I'm trying for 7 per stem.


----------



## tnyr5 (Mar 18, 2020)

Justin said:


> Seriously nice PEOY...can't wait to see it next time.


Looks like you'll get your wish. I see it pushing up another sheath just to spite me.


----------



## likespaphs (Mar 19, 2020)

tnyr5 said:


> Looks like you'll get your wish. I see it pushing up another sheath just to spite me.


ha!
as i often say, sometimes orchids are jerks


----------



## tnyr5 (Apr 5, 2020)

A little update


----------



## DrLeslieEe (Apr 5, 2020)

tnyr5 said:


> A little updateView attachment 19189


Beautiful color. Hopefully the dorsal sepal margins will be less wavy on next blooming. 

Btw what parentage is the venustum?


----------



## Guldal (Apr 5, 2020)

That haynaldianum is to die for!


----------



## lori.b (Apr 5, 2020)

Looks like one of the thaianums has two buds. Please show us pics when the plants are blooming. Last year one of my thaianums had two buds on one inflorescence and then decided to send up another inflorescence for a total of three blooms - haven't seen that before. That same plant is starting to show buds now so I'm curious to see what it'll do this year.


----------



## tnyr5 (Apr 5, 2020)

Yeah,


DrLeslieEe said:


> Beautiful color. Hopefully the dorsal sepal margins will be less wavy on next blooming.
> 
> Btw what parentage is the venustum?


('Longlife 27' x Master 'HCC/AOS') 

I agree, there's a lot wrong with the haynaldianum. I'll give it a few more blooms to see what works its way out. Internodes will lengthen, color will improve, but those synsepals...ugh. I know they're typical haynaldianum synsepals but that doesn't mean I have to like them!


----------



## tnyr5 (Apr 5, 2020)

lori.b said:


> Looks like one of the thaianums has two buds. Please show us pics when the plants are blooming. Last year one of my thaianums had two buds on one inflorescence and then decided to send up another inflorescence for a total of three blooms - haven't seen that before. That same plant is starting to show buds now so I'm curious to see what it'll do this year.
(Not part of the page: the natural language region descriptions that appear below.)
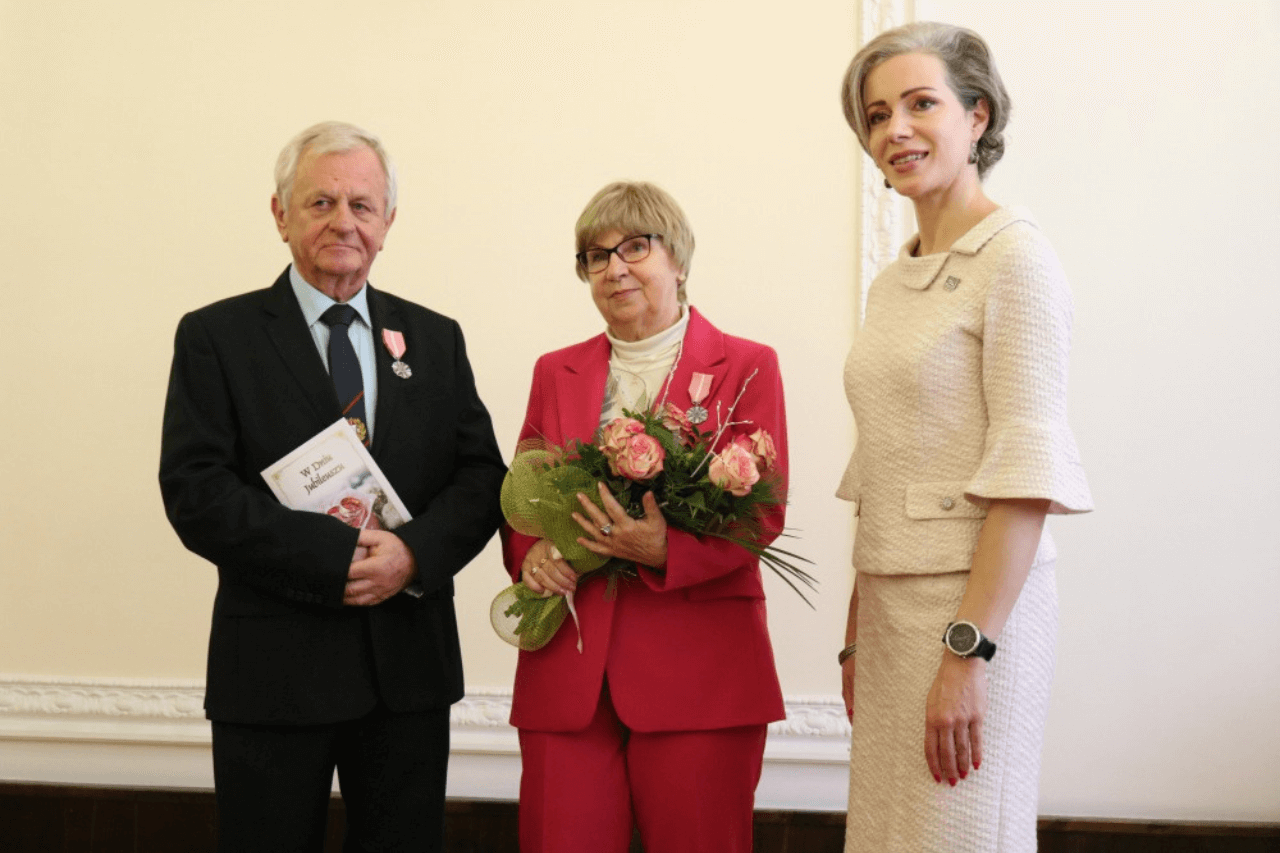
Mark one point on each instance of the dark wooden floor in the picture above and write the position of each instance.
(46, 819)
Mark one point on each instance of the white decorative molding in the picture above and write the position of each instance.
(881, 213)
(152, 733)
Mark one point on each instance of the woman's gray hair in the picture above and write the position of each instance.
(638, 208)
(970, 73)
(330, 137)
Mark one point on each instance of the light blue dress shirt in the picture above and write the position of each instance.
(361, 333)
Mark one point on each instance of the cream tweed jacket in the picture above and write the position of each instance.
(958, 383)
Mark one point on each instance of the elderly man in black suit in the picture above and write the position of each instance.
(330, 647)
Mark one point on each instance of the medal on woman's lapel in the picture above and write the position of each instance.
(698, 388)
(394, 342)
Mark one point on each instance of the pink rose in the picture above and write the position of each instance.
(640, 460)
(734, 470)
(763, 450)
(677, 422)
(616, 433)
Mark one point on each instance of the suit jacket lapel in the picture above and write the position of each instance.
(703, 352)
(288, 332)
(580, 391)
(384, 315)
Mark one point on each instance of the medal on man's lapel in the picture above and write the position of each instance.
(698, 388)
(394, 342)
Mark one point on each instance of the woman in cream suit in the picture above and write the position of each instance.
(958, 383)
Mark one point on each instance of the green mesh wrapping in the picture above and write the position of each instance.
(539, 498)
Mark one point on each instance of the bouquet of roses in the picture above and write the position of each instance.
(699, 491)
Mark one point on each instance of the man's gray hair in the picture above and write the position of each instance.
(330, 137)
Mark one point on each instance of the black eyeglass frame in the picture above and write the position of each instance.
(649, 238)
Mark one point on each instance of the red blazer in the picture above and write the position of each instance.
(685, 649)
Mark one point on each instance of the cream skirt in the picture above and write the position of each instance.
(894, 803)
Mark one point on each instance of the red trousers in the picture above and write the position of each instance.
(689, 792)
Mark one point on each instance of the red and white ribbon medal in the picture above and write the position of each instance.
(394, 342)
(698, 389)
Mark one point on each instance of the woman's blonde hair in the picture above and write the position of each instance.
(636, 208)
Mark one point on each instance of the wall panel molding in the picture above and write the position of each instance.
(152, 733)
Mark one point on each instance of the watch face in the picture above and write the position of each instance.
(963, 638)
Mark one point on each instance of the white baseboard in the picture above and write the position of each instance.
(154, 734)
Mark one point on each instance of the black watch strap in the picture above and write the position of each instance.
(964, 639)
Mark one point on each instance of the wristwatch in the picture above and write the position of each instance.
(964, 639)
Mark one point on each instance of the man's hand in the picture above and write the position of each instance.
(384, 570)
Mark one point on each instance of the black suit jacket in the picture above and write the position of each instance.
(247, 386)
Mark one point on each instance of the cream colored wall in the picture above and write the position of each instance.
(1142, 141)
(140, 140)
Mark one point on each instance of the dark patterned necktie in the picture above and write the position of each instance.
(344, 368)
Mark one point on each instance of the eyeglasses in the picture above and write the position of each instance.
(630, 250)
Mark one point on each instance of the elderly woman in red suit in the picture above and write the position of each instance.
(659, 721)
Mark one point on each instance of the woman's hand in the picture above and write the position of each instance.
(545, 571)
(952, 717)
(612, 533)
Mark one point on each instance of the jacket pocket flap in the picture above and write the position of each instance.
(941, 501)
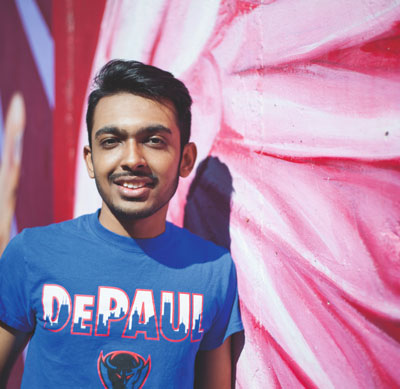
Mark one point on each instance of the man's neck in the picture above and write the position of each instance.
(143, 228)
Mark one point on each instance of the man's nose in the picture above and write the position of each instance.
(132, 155)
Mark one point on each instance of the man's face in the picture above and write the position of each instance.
(135, 156)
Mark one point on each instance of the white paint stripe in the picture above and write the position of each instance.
(41, 44)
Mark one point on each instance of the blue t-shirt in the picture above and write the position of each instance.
(106, 309)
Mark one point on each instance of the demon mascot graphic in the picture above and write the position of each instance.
(123, 369)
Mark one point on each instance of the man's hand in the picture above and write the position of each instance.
(10, 166)
(214, 368)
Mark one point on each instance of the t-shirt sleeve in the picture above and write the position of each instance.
(14, 287)
(228, 320)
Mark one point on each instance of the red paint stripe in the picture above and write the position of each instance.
(76, 26)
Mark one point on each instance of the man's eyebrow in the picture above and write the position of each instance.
(151, 129)
(109, 130)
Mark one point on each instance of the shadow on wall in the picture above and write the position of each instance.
(208, 204)
(207, 214)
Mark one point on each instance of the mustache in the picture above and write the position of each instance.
(134, 174)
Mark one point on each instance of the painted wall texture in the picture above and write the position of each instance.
(297, 120)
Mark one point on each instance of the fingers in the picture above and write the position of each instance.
(10, 164)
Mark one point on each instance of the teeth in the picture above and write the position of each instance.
(131, 186)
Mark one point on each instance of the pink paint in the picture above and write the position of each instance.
(298, 104)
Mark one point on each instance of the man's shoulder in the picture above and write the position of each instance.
(53, 231)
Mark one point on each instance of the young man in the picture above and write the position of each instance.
(122, 298)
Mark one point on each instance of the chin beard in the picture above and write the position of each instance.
(124, 214)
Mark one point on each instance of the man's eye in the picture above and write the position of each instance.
(154, 141)
(109, 142)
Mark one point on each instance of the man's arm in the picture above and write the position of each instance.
(12, 343)
(214, 368)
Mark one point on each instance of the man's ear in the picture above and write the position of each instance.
(87, 155)
(188, 159)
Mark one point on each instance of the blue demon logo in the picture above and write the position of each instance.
(123, 369)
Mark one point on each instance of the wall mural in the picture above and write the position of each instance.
(296, 118)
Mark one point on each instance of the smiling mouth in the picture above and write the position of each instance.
(133, 185)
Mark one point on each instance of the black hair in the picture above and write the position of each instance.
(142, 80)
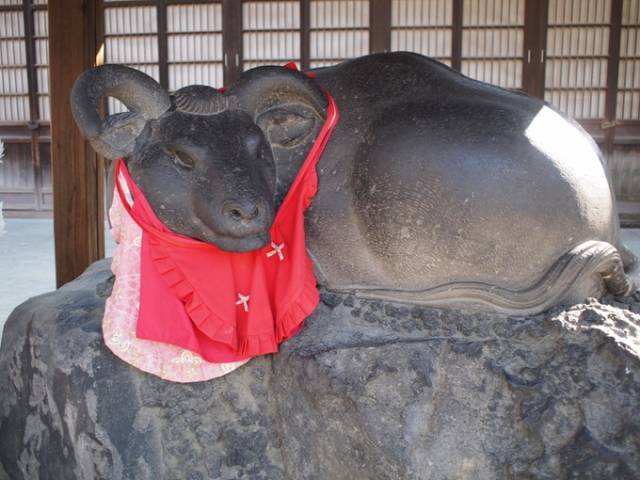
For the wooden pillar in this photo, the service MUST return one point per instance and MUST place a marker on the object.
(380, 26)
(74, 28)
(232, 39)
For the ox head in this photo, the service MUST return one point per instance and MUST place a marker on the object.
(211, 165)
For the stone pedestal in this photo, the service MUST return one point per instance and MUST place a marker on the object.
(368, 390)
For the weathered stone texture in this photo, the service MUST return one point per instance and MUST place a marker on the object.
(367, 390)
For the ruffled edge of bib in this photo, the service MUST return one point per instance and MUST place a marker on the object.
(207, 321)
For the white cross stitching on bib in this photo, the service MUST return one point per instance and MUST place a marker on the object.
(277, 250)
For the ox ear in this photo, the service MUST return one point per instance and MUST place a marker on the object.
(288, 106)
(114, 136)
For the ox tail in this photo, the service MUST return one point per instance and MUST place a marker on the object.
(588, 270)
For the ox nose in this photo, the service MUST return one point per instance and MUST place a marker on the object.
(244, 217)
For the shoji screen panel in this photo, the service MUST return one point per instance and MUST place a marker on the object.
(270, 33)
(14, 93)
(628, 105)
(131, 38)
(41, 39)
(422, 26)
(194, 45)
(577, 50)
(339, 29)
(493, 41)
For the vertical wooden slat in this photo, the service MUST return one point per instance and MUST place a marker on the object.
(380, 26)
(613, 68)
(78, 205)
(456, 35)
(232, 39)
(305, 20)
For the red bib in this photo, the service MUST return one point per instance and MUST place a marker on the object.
(228, 306)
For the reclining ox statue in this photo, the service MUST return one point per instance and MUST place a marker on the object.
(433, 189)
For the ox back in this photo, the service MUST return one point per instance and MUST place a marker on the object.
(439, 189)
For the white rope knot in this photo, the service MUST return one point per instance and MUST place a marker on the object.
(244, 301)
(277, 250)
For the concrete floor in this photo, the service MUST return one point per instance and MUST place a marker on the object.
(27, 266)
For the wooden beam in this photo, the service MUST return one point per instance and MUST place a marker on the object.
(456, 35)
(76, 169)
(613, 67)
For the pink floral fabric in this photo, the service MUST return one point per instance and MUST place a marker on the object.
(121, 313)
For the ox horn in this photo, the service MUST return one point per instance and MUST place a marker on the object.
(114, 136)
(262, 88)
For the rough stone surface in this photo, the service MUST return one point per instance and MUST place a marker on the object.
(367, 390)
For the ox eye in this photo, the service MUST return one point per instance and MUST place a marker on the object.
(181, 158)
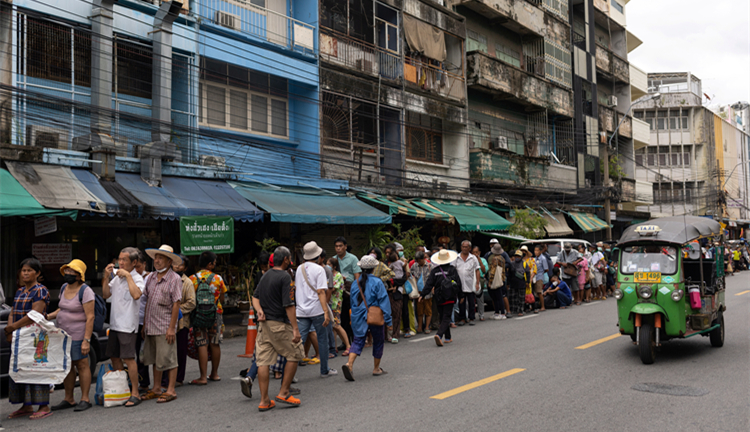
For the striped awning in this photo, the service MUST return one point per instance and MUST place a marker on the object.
(588, 222)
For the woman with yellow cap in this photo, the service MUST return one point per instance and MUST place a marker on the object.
(75, 315)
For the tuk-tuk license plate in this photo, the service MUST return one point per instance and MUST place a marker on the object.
(647, 277)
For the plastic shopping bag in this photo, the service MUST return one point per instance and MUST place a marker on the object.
(99, 395)
(116, 389)
(40, 352)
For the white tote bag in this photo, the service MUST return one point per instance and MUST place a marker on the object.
(40, 352)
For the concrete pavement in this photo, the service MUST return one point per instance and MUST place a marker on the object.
(518, 374)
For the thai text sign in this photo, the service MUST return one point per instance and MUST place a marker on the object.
(206, 233)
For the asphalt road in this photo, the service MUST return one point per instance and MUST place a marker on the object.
(558, 387)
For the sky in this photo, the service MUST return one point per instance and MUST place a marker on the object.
(711, 39)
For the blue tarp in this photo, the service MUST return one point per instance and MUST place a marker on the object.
(311, 206)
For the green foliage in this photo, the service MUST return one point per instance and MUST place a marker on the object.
(528, 224)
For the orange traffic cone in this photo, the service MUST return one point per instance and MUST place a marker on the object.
(252, 333)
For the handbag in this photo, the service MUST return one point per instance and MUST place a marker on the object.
(374, 313)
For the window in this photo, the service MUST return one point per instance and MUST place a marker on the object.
(424, 138)
(241, 99)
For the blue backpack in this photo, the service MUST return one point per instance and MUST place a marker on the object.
(100, 306)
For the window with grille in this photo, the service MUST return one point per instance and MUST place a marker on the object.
(424, 138)
(241, 99)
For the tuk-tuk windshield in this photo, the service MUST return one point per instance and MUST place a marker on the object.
(653, 258)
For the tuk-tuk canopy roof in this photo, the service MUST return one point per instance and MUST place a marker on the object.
(677, 230)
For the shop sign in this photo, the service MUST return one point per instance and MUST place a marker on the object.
(45, 225)
(53, 253)
(206, 233)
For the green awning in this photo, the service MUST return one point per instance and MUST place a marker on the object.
(588, 222)
(471, 216)
(400, 206)
(16, 201)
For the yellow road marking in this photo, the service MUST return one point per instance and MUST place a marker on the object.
(474, 385)
(597, 342)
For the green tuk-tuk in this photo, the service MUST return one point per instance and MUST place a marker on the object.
(665, 287)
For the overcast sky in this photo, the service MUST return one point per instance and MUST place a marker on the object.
(711, 39)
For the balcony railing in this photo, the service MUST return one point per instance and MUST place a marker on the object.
(343, 50)
(273, 27)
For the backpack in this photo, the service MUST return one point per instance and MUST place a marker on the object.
(100, 306)
(204, 314)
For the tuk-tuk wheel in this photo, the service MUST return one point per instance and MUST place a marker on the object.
(717, 335)
(647, 344)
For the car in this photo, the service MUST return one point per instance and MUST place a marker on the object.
(96, 354)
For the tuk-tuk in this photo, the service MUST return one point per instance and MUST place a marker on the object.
(665, 287)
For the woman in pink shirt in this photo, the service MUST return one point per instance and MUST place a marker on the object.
(75, 315)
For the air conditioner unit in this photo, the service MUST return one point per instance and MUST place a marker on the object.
(228, 20)
(213, 161)
(500, 143)
(45, 136)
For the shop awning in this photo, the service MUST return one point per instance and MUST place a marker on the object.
(556, 226)
(470, 216)
(55, 187)
(588, 222)
(303, 205)
(400, 206)
(16, 201)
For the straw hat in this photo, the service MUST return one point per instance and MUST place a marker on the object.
(166, 251)
(311, 251)
(445, 256)
(76, 265)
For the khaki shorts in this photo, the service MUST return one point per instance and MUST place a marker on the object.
(275, 339)
(424, 307)
(157, 352)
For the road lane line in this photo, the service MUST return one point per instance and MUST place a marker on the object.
(597, 342)
(476, 384)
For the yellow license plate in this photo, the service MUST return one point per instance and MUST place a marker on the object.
(647, 277)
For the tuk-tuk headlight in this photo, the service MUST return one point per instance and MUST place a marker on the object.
(677, 295)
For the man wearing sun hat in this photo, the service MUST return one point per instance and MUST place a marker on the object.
(163, 294)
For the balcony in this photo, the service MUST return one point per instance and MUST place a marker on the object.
(343, 51)
(261, 23)
(638, 83)
(487, 74)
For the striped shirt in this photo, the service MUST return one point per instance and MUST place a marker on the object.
(160, 296)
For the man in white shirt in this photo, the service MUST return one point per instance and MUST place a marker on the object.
(124, 287)
(312, 306)
(468, 270)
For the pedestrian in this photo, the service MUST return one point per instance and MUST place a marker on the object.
(443, 274)
(312, 305)
(163, 293)
(30, 296)
(468, 270)
(278, 334)
(123, 287)
(208, 322)
(75, 315)
(368, 293)
(497, 282)
(187, 305)
(350, 271)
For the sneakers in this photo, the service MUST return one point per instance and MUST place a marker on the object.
(331, 372)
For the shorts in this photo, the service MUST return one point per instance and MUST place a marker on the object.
(121, 345)
(538, 287)
(75, 351)
(275, 339)
(157, 352)
(424, 307)
(214, 335)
Oh I will. I've seen pics of that phenomenon. My hunch is that what they're doing is throwing up a sacrificial, rootless growth from the meristem closest to the crown and then blooming both growths at once.


----------



## Ozpaph (Apr 6, 2020)

good colour on the last haynaldianum.
The SFG is grand!


----------



## DrLeslieEe (Apr 6, 2020)

tnyr5 said:


> Yeah,
> 
> ('Longlife 27' x Master 'HCC/AOS')
> 
> I agree, there's a lot wrong with the haynaldianum. I'll give it a few more blooms to see what works its way out. Internodes will lengthen, color will improve, but those synsepals...ugh. I know they're typical haynaldianum synsepals but that doesn't mean I have to like them!


I actually like the presentation of the flowers with shorter distance between the pedicels. It makes them look more shingled.


----------



## tnyr5 (Apr 10, 2020)

And the finished product at last.


----------



## DrLeslieEe (Apr 10, 2020)

Stunning presentation. I told you so!!!


----------



## musa (Apr 10, 2020)

A real beauty!


----------



## richgarrison (Apr 10, 2020)

wow i saw the parents above... If i may ask, where did that come from?


----------



## Markhamite (Apr 10, 2020)

I'll let you guys niggle over the specifics of the flowers.
I'll just enjoy them. All beautiful to me.


----------



## tnyr5 (Apr 10, 2020)

I got it from little brook orchids, but they didn't do the breeding. Sadly, the tag doesn't have any parentage.


----------



## GuRu (Apr 11, 2020)

Lots of lovely flowers, but in the end the presentation of your haynaldianum makes it to be the king of your show.


----------



## Rockbend (Apr 11, 2020)

FWIW - In my experience with thaianum over the past 6 years or so, they put up 2 flowers per stem per growth about 30% of the time. Appears random and not consistent, just a measure of 'happiness' at that time.


----------



## tnyr5 (Apr 11, 2020)

thaianum vs Prince Edward of York, lol


----------



## NYEric (Apr 13, 2020)

Thanks for sharing.


----------



## DrLeslieEe (Jul 9, 2020)

David and Goliath!!!


----------